Валентин позвонил мне, разумеется, не в шесть, не в семь и даже не в восемь. Точность никогда не была его отличительной чертой. Поэтому я успел:

а) выступить на совещании соцсовместителей уголовного розыска и членов групп содействия прокуратуре;

б) посетить милицейское общежитие и поругаться там с комендантом, который решил сэкономить на ремонте и не побелил потолков;

в) написать давно обещанную заметку для стенгазеты о формах и методах борьбы с «социальными аномалиями»;

г) зайти в центральное хранилище и еще раз покопаться во всем том, что могло стать, но не стало вещественными доказательствами нападения на Шамрая и поджога;

д) дать задание по этому делу Русинову;

е) договориться о встрече с Шамраем и Фрейманом;

ж) выслушать доклады трех своих оперативников, которые занимались весьма запутанным и малоперспективным делом об убийстве;

з) побеседовать с работниками 4-го отделения (борьба с кражами), которые могли бы оказать мне некоторую помощь по «горелому делу» (проверка еще одной версии!), и получить у Цатурова отмычку к собственному замку.

В общем, Валентин позвонил уже тогда, когда минутная стрелка, оставив часовую на девяти, приближалась к ней по новому кругу.

— Еще на работе? — спросил Валентин таким тоном, будто надеялся меня не застать и теперь обескуражен тем, что надежда не оправдалась.

— На работе, — подтвердил я.

— Просиживаешь кресло?

— Стул, — поправил я. — Государственный стул и личные штаны. Кресло мне еще не положено.
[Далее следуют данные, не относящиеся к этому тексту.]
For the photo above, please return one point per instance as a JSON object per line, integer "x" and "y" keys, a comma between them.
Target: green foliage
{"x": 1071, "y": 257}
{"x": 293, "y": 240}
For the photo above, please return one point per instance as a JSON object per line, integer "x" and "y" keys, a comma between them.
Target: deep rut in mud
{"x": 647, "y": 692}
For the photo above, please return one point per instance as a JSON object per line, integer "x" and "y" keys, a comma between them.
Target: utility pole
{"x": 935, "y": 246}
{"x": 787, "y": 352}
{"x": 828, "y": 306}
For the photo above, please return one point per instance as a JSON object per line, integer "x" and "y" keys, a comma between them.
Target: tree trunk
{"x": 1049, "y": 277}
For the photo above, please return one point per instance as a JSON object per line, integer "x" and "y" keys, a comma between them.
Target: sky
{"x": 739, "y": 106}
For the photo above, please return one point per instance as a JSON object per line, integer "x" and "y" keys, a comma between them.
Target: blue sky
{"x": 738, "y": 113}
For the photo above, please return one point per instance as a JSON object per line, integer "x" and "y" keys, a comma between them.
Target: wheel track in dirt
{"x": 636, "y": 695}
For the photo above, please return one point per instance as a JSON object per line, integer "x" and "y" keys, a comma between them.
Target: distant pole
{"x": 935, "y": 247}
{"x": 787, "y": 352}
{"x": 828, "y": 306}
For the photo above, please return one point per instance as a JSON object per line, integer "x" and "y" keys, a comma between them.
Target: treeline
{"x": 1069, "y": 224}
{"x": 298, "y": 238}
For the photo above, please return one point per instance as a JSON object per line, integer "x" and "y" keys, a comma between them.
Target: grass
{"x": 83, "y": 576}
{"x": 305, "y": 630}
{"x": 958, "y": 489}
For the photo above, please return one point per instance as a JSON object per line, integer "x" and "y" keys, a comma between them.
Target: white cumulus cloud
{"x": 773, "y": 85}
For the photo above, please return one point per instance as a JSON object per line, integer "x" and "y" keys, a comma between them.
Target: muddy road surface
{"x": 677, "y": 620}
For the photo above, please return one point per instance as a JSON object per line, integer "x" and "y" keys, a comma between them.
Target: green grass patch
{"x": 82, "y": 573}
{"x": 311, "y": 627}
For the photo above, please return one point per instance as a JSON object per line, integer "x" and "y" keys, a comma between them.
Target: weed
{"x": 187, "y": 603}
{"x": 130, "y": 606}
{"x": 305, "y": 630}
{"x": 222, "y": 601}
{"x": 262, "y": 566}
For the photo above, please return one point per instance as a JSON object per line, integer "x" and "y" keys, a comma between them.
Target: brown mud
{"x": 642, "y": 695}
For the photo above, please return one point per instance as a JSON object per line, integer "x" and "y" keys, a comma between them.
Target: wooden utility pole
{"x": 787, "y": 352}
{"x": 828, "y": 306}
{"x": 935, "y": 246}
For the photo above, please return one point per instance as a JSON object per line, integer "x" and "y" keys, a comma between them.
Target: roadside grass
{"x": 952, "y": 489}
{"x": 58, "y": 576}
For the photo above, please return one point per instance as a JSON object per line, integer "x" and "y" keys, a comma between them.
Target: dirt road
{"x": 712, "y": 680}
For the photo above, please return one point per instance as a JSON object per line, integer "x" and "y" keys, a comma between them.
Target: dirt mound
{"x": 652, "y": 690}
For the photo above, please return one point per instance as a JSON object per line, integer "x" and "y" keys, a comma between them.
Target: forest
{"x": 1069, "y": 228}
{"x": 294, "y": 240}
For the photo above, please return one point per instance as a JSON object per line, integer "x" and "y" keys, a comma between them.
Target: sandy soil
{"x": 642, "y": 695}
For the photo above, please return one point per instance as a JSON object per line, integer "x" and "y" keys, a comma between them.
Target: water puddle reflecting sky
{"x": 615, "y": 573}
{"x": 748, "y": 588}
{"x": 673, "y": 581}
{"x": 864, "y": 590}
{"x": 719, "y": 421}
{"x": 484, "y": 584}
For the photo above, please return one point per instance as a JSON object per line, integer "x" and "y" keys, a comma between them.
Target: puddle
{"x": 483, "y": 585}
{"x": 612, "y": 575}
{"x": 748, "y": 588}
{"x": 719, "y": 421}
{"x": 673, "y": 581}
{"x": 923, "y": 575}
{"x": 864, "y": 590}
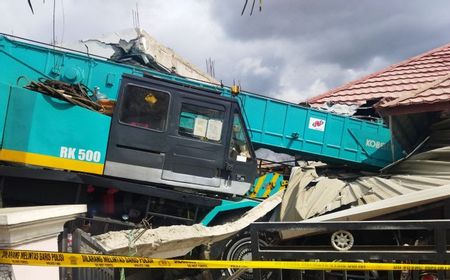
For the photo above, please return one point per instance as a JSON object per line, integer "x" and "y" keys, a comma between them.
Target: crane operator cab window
{"x": 201, "y": 123}
{"x": 239, "y": 146}
{"x": 144, "y": 107}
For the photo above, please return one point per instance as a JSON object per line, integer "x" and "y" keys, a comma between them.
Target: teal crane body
{"x": 75, "y": 135}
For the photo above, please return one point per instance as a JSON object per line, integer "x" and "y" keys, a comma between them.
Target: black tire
{"x": 236, "y": 248}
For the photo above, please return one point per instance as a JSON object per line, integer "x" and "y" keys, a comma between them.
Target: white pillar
{"x": 34, "y": 228}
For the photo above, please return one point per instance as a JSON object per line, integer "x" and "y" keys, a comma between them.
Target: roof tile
{"x": 421, "y": 79}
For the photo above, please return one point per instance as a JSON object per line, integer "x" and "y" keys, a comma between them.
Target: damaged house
{"x": 413, "y": 98}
А ты уже дома?

— Только что приехал, — сказал Валентин и со свойственной ему прямотой поинтересовался: — Зачем я тебе нужен?

— Хочу полюбоваться твоей физиономией.

— Врешь.

— Почему?

— Потому что ты корыстный человек, Белецкий.
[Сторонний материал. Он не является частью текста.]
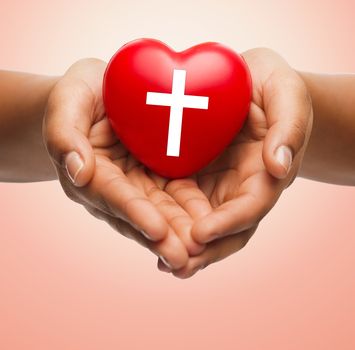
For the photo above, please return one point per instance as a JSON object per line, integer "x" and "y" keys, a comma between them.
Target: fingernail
{"x": 212, "y": 238}
{"x": 165, "y": 262}
{"x": 145, "y": 234}
{"x": 73, "y": 165}
{"x": 284, "y": 156}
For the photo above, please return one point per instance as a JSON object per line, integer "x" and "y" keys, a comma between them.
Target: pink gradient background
{"x": 67, "y": 281}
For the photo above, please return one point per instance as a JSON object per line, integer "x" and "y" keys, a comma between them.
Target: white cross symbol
{"x": 177, "y": 101}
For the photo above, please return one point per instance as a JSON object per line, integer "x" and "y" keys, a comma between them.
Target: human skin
{"x": 190, "y": 222}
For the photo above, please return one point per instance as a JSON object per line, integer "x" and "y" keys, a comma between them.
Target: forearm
{"x": 23, "y": 99}
{"x": 330, "y": 154}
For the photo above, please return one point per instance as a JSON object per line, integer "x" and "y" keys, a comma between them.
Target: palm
{"x": 120, "y": 173}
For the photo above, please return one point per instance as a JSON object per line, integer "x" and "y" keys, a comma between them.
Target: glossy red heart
{"x": 208, "y": 87}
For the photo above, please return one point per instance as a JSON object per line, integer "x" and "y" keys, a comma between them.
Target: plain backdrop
{"x": 67, "y": 281}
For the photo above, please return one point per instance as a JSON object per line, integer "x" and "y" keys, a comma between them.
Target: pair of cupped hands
{"x": 192, "y": 222}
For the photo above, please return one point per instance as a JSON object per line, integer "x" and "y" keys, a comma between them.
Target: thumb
{"x": 288, "y": 112}
{"x": 66, "y": 127}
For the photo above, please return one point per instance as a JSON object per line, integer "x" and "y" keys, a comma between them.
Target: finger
{"x": 67, "y": 122}
{"x": 215, "y": 251}
{"x": 124, "y": 200}
{"x": 176, "y": 217}
{"x": 256, "y": 197}
{"x": 170, "y": 250}
{"x": 289, "y": 115}
{"x": 188, "y": 195}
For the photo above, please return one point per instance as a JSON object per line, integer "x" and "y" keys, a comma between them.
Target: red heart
{"x": 211, "y": 92}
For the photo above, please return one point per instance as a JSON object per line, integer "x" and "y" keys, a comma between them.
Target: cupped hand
{"x": 245, "y": 182}
{"x": 96, "y": 170}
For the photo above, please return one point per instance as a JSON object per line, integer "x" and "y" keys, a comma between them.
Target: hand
{"x": 245, "y": 182}
{"x": 96, "y": 171}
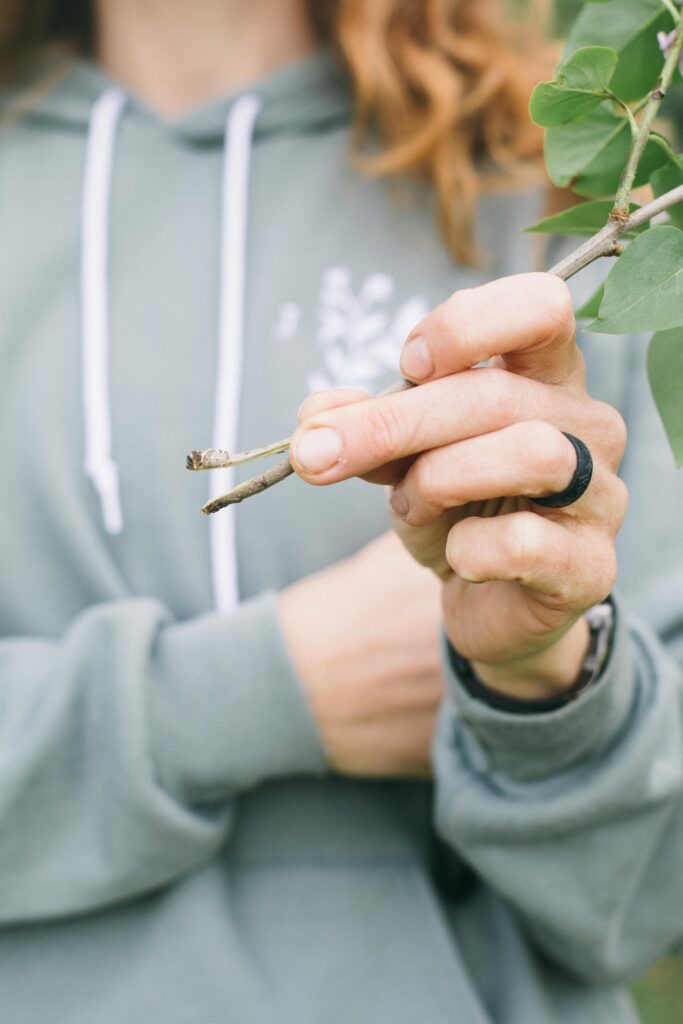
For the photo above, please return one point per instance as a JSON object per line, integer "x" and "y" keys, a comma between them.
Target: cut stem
{"x": 252, "y": 486}
{"x": 218, "y": 459}
{"x": 602, "y": 244}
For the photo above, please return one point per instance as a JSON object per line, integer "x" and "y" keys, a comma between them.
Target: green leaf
{"x": 591, "y": 306}
{"x": 590, "y": 155}
{"x": 631, "y": 28}
{"x": 644, "y": 290}
{"x": 580, "y": 86}
{"x": 663, "y": 180}
{"x": 584, "y": 220}
{"x": 665, "y": 370}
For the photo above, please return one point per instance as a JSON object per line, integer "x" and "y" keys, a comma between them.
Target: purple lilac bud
{"x": 666, "y": 41}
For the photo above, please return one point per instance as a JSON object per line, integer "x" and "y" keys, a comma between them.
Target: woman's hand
{"x": 364, "y": 636}
{"x": 465, "y": 454}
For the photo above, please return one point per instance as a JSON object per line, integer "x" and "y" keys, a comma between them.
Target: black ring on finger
{"x": 579, "y": 482}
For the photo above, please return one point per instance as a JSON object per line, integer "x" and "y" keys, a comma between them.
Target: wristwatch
{"x": 600, "y": 621}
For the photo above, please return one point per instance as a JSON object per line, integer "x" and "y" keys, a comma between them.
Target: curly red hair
{"x": 442, "y": 85}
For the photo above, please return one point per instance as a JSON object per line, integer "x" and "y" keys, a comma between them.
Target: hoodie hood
{"x": 304, "y": 97}
{"x": 300, "y": 97}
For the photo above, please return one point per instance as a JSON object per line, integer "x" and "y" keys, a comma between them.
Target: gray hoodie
{"x": 172, "y": 845}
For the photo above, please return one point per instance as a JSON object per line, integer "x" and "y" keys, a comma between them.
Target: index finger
{"x": 527, "y": 320}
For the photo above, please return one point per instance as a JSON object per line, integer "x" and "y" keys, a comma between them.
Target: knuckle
{"x": 555, "y": 311}
{"x": 619, "y": 503}
{"x": 384, "y": 429}
{"x": 612, "y": 431}
{"x": 424, "y": 479}
{"x": 496, "y": 397}
{"x": 523, "y": 541}
{"x": 604, "y": 574}
{"x": 553, "y": 455}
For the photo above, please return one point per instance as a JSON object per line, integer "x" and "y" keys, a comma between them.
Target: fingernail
{"x": 398, "y": 501}
{"x": 416, "y": 360}
{"x": 317, "y": 450}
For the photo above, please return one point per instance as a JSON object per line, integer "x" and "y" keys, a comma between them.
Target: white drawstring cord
{"x": 235, "y": 203}
{"x": 98, "y": 465}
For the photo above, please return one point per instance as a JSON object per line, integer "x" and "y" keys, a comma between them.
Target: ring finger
{"x": 528, "y": 459}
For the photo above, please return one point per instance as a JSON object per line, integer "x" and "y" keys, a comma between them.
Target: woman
{"x": 216, "y": 737}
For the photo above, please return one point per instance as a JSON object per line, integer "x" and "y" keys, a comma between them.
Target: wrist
{"x": 546, "y": 674}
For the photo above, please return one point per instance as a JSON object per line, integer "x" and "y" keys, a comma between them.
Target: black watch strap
{"x": 601, "y": 623}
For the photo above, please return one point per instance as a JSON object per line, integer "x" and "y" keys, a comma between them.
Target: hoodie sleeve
{"x": 123, "y": 743}
{"x": 575, "y": 816}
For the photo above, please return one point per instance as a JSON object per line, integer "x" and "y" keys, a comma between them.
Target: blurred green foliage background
{"x": 658, "y": 994}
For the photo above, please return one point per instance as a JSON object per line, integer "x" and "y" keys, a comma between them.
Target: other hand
{"x": 466, "y": 453}
{"x": 364, "y": 636}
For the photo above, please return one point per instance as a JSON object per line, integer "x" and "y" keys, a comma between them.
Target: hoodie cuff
{"x": 530, "y": 747}
{"x": 227, "y": 708}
— Тяжелый и корыстный, — уточнил я.

— Тебе что-то надо, — продолжал резать правду-матку Валентин. — Угадал?

— Угадал.

— Что?

— Ты еще не растерял свою поэтическую коллекцию?

— Нет… А что?

— Хочу посмотреть некоторые экспонаты.

— Для дела?

— Для дела. Приглашаешь в гости?

— Вообще-то говоря, я хотел сегодня писать, — сказал польщенный Валентин. — Но если для дела, то, конечно, приезжай. Даже рад буду…

— Только учти: я голоден как волк. Накормишь меня?

— Ливерная колбаса, хлеб, масло, лук, чай, — добросовестно перечислял Валентин.

— Сахар?

— Есть.

— Ну что ж, устраивает.

— Когда будешь?

— Через полчаса.


И действительно, ровно через полчаса я уже помогал Валентину резать хлеб, колбасу и протирать пластмассовые стаканы, призванные в ближайшее время заменить устаревшую стеклянную посуду и «всякий там хрусталь, фарфор и прочую ветошь».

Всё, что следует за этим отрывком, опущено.